I liked “The Brief Wondrous Life” and I was interested in it while I was reading it, but it still took me a while to get through.  It just didn’t hook me like some books do, so I didn’t experience that ‘can’t put it down, have to finish it right now’ feeling. You know the one — it’s like an adrenaline rush, but for the sort of people who like armchairs and that new book smell. No? Just me? Okay.

The Ghost Map: The Story of London’s Most Terrifying Epidemic — and How It Changed Science, Cities, and the Modern World by Steven Johnson (2006)

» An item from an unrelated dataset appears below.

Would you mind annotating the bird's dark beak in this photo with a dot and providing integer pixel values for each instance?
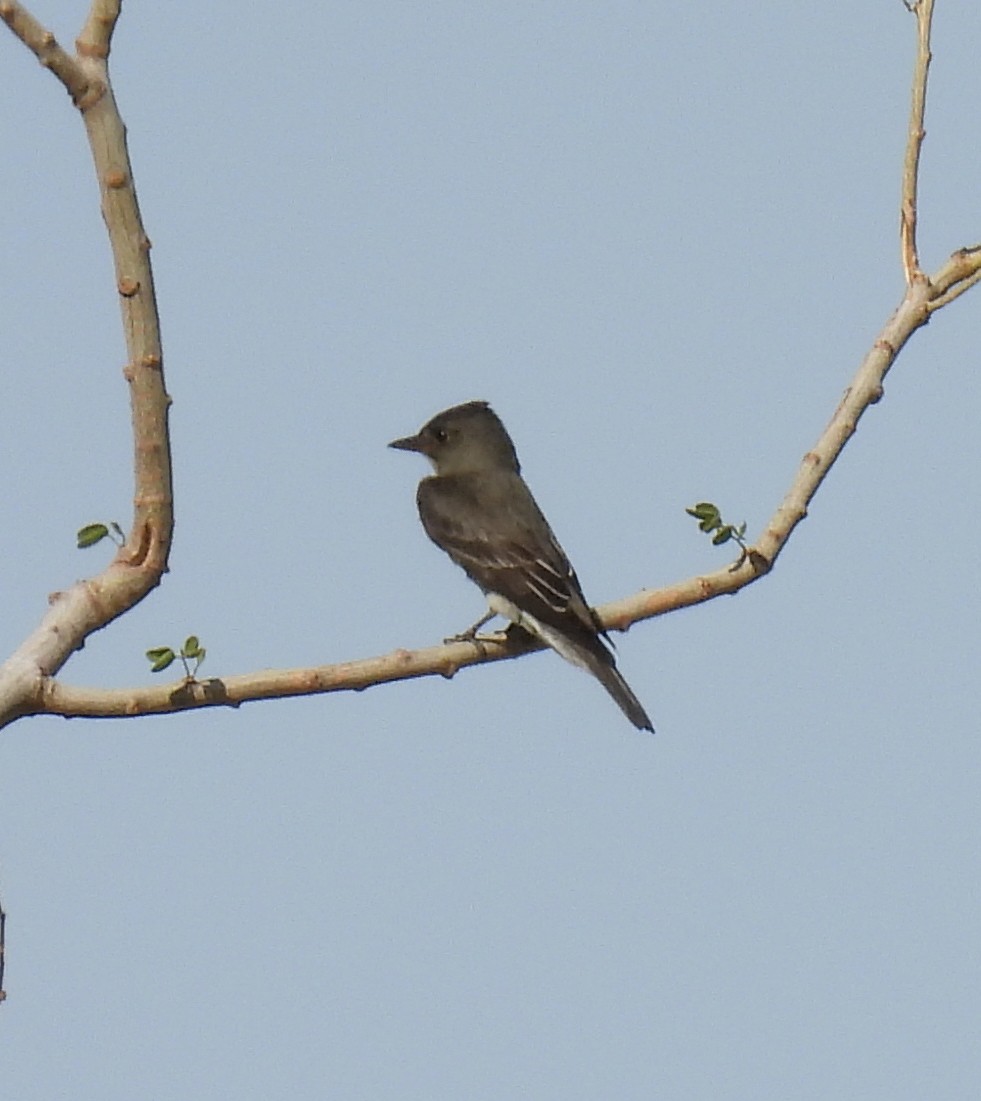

If you look closely, you can see the map as the border on the front cover. (Photo credit: Wikipedia)

You wouldn’t think a book about a cholera outbreak in 1850s London would be very interesting, but this one certainly was. The narrative describes Dr. John Snow, an anaesthesiologist and researcher, and the Reverend Henry Whitehead, the local cleric, over the course of a week as they investigate the vicious outbreak that hits their city.

Working with what they knew at the time — which, in 1854, wasn’t much — they had to pull so much information together to make any sense of the cholera outbreak: how and where waste is disposed, where residents get their water, who had died (and where and when and how it had happened), did the terrible smell in the air have anything to do with it? At that time, the prevailing thought was that cholera was an air-borne disease, and it mainly affected the poorest and dirtiest members of society. Snow and Whitehead had to do a lot of work to find out where the cholera had come from and how it worked, in order to try to save the Golden Square neighbourhood where the outbreak took place.

The level of detail is phenomenal. Johnson has assembled so many bits and pieces to create this book, and each bit is interesting on its own. Some of these 150-year-old anecdotes are worth the price of admission.

Johnson describes Snow in particular as being a “consillient” thinker — that is, he took what he knew from his research in so many different areas (including biology, sociology, psychology, pharmacology, statistics,…) and made connections between those concrete facts and abstract ideas to translate them to another field: epidemiology research.

Johnson’s brain seems to operate the same way. The art of tanning leather; the propensity among certain ethnic groups to lactose intolerance; information design and mapping; nuclear weaponry; drinking brandy: what could any of these things have to do with cholera? Not much, you’d guess, if you hadn’t read the book.